I expect you to extend the same courtesy to parents who complain about extreme sleep deprivation and violations of basic human dignity, like being pooped on and barfed on by another person.

6. Parents of young kids are so rude, taking up entire sidewalks and store aisles with their strollers, making so much noise, not giving a damn about anyone but their kids and their kids’ needs. Therefore it’s okay to be rude back to them. 

Image credit: themetapicture.com
Parents are not doing those things to be rude. In fact, most of us regret the inconvenience our kids sometimes cause total strangers.

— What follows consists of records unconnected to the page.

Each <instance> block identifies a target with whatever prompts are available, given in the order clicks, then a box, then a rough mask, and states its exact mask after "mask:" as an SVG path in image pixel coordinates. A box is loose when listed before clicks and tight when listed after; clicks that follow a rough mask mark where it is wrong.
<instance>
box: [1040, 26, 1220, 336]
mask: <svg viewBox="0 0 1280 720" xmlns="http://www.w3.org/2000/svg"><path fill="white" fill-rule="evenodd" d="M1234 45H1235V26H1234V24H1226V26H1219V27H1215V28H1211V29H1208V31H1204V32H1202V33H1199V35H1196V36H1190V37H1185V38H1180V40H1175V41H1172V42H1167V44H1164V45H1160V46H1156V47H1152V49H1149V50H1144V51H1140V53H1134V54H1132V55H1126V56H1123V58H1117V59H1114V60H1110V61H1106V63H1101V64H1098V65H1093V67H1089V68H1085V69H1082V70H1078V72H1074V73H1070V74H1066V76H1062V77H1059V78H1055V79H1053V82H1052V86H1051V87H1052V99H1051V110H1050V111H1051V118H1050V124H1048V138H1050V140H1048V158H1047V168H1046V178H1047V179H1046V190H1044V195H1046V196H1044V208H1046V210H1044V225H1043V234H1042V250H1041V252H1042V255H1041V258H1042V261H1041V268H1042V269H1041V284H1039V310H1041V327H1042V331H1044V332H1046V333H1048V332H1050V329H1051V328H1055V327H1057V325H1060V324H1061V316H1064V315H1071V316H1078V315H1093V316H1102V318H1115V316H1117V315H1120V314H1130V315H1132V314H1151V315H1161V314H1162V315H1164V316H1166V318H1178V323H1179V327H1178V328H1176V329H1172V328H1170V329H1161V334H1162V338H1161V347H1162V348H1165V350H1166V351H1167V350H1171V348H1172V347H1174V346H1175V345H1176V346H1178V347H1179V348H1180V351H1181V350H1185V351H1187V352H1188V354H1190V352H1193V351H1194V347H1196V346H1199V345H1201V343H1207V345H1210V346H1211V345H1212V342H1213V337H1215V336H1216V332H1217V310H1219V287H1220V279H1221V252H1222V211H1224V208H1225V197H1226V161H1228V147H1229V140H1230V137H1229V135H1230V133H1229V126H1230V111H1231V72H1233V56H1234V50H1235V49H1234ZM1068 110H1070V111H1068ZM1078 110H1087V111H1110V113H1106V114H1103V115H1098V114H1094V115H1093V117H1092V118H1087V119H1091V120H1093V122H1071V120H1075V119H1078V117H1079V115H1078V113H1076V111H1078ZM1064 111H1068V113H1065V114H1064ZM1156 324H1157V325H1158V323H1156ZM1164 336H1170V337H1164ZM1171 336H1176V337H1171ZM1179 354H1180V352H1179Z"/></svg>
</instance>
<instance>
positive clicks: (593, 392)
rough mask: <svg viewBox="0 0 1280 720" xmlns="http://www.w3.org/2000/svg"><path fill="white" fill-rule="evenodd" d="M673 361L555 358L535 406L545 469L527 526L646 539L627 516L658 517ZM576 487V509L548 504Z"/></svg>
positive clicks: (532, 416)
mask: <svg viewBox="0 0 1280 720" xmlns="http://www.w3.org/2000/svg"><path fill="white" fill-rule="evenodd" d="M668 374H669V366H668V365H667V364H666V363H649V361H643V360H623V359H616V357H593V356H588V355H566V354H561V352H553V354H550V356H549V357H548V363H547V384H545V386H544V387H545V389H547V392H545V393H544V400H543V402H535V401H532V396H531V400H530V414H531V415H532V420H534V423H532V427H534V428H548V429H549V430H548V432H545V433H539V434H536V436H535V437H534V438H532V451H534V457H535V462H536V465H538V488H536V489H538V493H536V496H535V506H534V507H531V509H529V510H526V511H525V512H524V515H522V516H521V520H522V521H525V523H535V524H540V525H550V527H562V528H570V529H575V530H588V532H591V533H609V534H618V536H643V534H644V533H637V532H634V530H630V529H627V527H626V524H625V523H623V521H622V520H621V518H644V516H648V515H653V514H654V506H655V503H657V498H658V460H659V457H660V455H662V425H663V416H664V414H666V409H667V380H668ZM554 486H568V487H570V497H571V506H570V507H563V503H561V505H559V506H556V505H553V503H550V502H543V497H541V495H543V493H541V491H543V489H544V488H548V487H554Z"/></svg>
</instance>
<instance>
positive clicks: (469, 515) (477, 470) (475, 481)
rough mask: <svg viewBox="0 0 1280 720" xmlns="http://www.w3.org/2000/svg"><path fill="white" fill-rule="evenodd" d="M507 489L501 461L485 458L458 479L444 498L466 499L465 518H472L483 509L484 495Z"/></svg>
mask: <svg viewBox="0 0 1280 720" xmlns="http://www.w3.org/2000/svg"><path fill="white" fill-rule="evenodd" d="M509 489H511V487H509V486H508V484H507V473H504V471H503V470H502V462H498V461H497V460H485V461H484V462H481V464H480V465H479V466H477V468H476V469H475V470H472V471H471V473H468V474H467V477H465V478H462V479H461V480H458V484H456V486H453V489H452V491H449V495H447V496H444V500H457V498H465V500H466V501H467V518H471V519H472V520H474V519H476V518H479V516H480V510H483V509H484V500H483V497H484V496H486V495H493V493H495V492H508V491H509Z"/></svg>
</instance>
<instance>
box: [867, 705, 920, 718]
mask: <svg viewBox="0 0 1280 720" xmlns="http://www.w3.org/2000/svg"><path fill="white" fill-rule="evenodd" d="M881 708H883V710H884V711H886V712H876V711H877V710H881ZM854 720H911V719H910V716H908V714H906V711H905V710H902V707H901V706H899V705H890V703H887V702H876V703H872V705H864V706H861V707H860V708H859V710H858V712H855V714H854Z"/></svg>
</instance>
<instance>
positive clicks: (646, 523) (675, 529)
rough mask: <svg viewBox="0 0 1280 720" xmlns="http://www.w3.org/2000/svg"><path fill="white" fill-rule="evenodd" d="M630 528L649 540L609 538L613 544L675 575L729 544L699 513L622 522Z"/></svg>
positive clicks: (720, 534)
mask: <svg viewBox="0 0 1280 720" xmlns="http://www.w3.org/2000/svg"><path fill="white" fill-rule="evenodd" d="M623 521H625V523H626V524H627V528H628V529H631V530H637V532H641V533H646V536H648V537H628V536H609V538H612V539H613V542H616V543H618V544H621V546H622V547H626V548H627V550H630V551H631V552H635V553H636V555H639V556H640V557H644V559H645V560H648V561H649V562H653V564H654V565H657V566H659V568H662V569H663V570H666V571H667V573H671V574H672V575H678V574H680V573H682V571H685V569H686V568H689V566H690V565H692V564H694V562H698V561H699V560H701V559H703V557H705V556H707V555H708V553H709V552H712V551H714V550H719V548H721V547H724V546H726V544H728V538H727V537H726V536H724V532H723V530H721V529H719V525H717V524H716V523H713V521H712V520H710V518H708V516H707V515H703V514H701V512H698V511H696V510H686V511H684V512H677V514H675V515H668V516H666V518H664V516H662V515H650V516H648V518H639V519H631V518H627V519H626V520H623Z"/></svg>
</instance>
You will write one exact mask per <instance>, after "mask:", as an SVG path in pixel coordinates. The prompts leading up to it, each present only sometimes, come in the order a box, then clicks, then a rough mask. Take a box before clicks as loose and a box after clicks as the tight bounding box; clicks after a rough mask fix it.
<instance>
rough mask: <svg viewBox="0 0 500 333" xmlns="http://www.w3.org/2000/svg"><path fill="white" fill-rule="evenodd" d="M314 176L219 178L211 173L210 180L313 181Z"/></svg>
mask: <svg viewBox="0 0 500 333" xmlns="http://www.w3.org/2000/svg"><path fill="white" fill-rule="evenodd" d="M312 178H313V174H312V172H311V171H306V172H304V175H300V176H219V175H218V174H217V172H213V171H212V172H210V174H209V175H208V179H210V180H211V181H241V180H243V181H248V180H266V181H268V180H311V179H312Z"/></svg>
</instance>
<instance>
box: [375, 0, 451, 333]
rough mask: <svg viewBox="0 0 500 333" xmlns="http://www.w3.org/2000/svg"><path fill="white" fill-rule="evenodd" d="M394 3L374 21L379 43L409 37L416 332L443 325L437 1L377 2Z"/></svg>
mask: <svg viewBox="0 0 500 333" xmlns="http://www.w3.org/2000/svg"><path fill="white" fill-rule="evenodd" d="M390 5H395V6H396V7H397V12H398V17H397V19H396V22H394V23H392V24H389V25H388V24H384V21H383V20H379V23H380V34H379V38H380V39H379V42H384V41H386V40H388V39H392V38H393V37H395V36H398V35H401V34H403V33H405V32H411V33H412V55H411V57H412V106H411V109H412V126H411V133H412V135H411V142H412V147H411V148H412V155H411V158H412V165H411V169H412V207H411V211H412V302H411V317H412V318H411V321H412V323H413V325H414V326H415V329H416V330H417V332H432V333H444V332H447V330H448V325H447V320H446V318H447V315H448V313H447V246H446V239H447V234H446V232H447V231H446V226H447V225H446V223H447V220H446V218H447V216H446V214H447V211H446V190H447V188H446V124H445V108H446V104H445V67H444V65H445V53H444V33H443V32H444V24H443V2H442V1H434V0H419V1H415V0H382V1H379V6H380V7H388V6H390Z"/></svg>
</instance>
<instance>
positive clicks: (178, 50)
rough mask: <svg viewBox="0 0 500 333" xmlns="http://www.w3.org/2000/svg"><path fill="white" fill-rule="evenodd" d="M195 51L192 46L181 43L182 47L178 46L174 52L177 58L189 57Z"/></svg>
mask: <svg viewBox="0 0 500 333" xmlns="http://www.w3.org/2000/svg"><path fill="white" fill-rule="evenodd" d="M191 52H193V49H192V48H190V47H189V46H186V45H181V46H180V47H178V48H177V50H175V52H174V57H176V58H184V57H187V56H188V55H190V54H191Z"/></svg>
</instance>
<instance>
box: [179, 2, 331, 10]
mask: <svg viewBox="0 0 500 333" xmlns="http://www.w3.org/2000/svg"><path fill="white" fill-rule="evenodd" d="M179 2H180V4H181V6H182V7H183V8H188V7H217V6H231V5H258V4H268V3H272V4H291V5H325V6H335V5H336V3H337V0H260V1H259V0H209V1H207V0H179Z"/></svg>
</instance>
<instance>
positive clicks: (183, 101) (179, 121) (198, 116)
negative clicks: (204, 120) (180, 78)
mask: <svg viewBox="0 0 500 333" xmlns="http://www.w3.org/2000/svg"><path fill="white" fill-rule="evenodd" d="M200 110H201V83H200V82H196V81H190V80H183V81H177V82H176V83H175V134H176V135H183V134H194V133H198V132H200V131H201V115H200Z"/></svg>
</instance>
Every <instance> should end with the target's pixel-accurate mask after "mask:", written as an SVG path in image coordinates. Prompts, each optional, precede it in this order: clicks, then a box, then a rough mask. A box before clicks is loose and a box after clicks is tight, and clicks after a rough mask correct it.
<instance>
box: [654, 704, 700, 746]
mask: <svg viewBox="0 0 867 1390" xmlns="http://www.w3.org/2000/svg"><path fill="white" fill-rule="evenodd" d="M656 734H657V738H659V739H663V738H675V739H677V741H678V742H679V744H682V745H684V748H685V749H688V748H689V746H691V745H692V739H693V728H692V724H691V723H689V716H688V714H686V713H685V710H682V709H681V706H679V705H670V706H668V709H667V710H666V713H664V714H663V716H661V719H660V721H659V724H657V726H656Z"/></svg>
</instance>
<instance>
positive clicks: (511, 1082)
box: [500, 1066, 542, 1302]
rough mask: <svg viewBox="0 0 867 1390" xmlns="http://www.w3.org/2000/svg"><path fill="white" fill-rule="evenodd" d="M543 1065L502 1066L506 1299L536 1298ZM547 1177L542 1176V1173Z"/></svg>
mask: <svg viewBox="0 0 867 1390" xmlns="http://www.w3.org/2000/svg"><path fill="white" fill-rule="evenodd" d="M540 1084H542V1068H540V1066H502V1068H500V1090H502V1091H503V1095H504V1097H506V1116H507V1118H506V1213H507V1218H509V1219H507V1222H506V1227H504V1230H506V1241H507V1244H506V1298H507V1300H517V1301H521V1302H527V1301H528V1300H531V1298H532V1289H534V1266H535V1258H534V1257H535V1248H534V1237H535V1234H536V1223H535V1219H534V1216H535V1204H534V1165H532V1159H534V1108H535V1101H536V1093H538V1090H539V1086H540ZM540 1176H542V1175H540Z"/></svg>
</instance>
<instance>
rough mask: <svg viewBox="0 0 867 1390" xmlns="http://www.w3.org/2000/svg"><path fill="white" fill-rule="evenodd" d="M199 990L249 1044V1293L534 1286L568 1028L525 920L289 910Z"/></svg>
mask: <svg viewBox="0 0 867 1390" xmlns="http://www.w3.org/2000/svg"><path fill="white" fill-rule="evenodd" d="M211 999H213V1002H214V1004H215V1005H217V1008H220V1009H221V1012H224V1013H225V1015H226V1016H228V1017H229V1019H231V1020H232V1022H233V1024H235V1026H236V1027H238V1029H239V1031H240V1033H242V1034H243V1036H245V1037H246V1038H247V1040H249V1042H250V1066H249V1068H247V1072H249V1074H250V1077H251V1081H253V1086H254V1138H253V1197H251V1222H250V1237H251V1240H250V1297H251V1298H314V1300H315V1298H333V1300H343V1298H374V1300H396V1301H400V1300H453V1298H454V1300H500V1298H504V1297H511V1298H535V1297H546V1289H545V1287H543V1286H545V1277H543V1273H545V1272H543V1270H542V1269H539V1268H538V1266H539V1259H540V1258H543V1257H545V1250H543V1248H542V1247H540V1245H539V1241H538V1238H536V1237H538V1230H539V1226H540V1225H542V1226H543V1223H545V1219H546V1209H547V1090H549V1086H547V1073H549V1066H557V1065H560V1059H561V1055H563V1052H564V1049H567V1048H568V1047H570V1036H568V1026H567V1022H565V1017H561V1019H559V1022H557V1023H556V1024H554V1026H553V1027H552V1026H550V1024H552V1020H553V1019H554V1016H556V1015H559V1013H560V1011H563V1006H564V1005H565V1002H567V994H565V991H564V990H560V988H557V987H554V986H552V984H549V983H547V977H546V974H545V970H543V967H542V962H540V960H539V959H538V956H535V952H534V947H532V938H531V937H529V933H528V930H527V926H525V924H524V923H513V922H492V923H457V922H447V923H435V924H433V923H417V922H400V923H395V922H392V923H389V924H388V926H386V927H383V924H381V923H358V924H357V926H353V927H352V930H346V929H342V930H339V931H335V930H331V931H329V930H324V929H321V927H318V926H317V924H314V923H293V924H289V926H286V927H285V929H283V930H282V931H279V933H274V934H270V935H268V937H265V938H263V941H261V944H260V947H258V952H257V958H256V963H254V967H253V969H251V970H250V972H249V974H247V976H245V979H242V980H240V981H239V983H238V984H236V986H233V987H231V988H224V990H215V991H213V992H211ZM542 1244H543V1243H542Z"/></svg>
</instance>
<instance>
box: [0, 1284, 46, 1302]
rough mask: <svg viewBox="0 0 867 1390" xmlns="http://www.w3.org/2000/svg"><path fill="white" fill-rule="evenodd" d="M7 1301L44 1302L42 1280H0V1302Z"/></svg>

Strollers are necessary because they keep toddlers contained so they don’t trip other people or knock down store displays.

Kids make noise because that’s just what kids do. Think of the child like a barking dog. You do what you can, but ultimately—Dogs bark. Small children cry. Them’s the facts.

Eventually kids can be taught decorum and subtlety. But that learning does not occur instantly, and certainly not while they’re between 0 and 2 years old.

Parents are hyper-focused on their kids’ needs because kids are freaking needy, especially when they’re small. Babies can’t do anything for themselves, so somebody’s gotta do it.

The Bottom Line

Image credit: dogguide.net
None of us are obligated to like children, or their parents. But we are obligated to be polite and civilized to one another.

So when you get the urge to act uncharitably toward a parent, I urge you to do the following. Imagine your own mom, back in the day, walking down the sidewalk with Baby You in a stroller. That thing you were about to do, would you want someone to do that to YOUR mother? If not, then please refrain, and know that you are doing your part for peace between parents and non-parents.